In order to increase productivity and incomes, poor farmers must be able to access production inputs such as fertilizer, irrigation water and high-yielding, locally adapted varieties of seed. They must also have access to research and extension services that enable them to use these technologies in the most efficient way to respond to evolving demand and product standards. Lastly, they need access to remunerative markets and the ability to negotiate with market intermediaries, so they can engage in markets on less unequal and more profitable terms.
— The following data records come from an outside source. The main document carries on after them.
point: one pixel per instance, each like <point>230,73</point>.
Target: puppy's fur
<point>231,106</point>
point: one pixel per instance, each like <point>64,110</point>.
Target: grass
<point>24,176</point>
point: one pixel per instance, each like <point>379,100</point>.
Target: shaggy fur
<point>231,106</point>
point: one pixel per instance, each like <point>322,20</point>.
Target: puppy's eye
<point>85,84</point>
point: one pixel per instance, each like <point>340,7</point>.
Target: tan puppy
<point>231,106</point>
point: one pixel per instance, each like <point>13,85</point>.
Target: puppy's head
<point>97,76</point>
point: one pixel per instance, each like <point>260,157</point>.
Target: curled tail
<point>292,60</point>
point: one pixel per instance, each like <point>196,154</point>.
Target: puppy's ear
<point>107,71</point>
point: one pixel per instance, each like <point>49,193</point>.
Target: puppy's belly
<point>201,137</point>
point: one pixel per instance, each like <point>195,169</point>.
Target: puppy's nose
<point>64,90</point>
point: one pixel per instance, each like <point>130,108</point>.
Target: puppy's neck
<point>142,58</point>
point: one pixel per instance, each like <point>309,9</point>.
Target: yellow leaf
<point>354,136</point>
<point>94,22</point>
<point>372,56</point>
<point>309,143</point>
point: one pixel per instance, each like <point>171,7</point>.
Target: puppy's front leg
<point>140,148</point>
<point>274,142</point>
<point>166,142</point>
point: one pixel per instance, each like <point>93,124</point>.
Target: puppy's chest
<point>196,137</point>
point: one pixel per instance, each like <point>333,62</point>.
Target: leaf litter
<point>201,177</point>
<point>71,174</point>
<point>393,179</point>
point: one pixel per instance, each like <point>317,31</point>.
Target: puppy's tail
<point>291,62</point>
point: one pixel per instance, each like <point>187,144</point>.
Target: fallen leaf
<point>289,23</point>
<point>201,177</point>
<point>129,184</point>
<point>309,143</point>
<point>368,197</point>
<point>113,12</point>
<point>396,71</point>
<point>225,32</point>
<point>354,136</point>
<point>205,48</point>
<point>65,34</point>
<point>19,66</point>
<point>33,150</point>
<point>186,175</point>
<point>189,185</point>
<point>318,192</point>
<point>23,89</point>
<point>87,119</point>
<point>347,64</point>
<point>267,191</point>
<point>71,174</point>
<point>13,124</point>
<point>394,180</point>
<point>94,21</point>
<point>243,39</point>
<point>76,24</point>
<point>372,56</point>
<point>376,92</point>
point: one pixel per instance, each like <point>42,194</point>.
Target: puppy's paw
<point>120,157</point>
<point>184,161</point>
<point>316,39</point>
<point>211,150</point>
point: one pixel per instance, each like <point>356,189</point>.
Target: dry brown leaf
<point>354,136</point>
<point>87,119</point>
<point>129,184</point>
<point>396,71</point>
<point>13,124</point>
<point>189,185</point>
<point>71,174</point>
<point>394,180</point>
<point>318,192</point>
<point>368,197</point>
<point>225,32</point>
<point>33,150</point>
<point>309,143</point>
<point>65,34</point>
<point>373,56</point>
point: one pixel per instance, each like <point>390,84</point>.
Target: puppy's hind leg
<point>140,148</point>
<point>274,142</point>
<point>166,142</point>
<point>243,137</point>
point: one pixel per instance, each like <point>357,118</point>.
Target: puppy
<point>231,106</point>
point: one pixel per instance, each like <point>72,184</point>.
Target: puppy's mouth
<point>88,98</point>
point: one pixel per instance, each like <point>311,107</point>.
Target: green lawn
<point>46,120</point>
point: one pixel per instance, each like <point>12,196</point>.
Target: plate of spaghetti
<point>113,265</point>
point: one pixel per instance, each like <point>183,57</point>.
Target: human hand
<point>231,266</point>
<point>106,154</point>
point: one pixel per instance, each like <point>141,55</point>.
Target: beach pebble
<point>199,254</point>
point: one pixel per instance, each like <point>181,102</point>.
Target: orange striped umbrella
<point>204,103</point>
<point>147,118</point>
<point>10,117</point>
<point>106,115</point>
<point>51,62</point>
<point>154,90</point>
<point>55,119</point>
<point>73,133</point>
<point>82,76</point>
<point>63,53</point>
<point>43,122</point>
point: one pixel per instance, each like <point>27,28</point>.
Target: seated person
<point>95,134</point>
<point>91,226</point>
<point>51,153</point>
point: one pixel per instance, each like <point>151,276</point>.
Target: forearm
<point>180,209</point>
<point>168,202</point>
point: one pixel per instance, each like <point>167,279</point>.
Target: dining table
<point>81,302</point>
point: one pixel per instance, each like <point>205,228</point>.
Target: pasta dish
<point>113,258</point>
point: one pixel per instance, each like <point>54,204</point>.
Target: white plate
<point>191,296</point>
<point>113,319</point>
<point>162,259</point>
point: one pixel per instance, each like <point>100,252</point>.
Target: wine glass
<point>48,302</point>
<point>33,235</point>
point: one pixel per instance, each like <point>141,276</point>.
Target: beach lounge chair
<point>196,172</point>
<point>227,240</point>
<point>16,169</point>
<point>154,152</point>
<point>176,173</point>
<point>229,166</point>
This paper summarizes the findings of a study supported by IFAD’s Asia and the Pacific Division. The study reviewed the changing roles and responsibilities of the diverse players in the provision of rural services for sustainable agricultural growth, and offered recommendations for IFAD’s future institutional development support to countries in the region. The study included desk reviews of completed and ongoing agricultural/rural development projects in Bangladesh, Cambodia and Viet Nam, which were supplemented by a field visit to Cambodia and Viet Nam. The study assessed the successes and shortcomings of IFAD-supported projects in providing rural services to smallholders in these countries and recommended measures for future interventions.
An important conclusion of the study was that the building of lasting grassroots institutions would require enhanced support to strengthen the managerial, organizational and financial skills of the informal groups formed under various projects. Only in this way will it be possible to develop democratic and independent, demand-led rural producer organizations. The study calls for a continuing and important role for donor-funded projects in supporting reform of the institutions involved in development and dissemination of agricultural technologies. In this context, such projects should also support collaboration among key stakeholders, including community organizations, public institutions, non-governmental organizations, agribusiness and information and communications technology enterprises.
In the area of seed production, the study highlighted the need for a relaxation of policies on the pricing of varietal seed, to enhance supply from private sources and community-based seed production initiatives. For marketing, it recommended further support to strengthening producer groups, providing information services, and developing equitable contract arrangements and guidelines for their enforcement. The study also identified the need to support analysis of the social and sustainability dimensions of contract farming – for example the implications on land-use changes, local employment, food security, poverty reduction and the environment – which so far have not received much attention.
Although the study was based on a review of selected IFAD-supported projects in three Asian countries, we believe that its findings and recommendations will be of interest to a wider audience of policymakers, development practitioners, donors, academics and civil society in developing countries.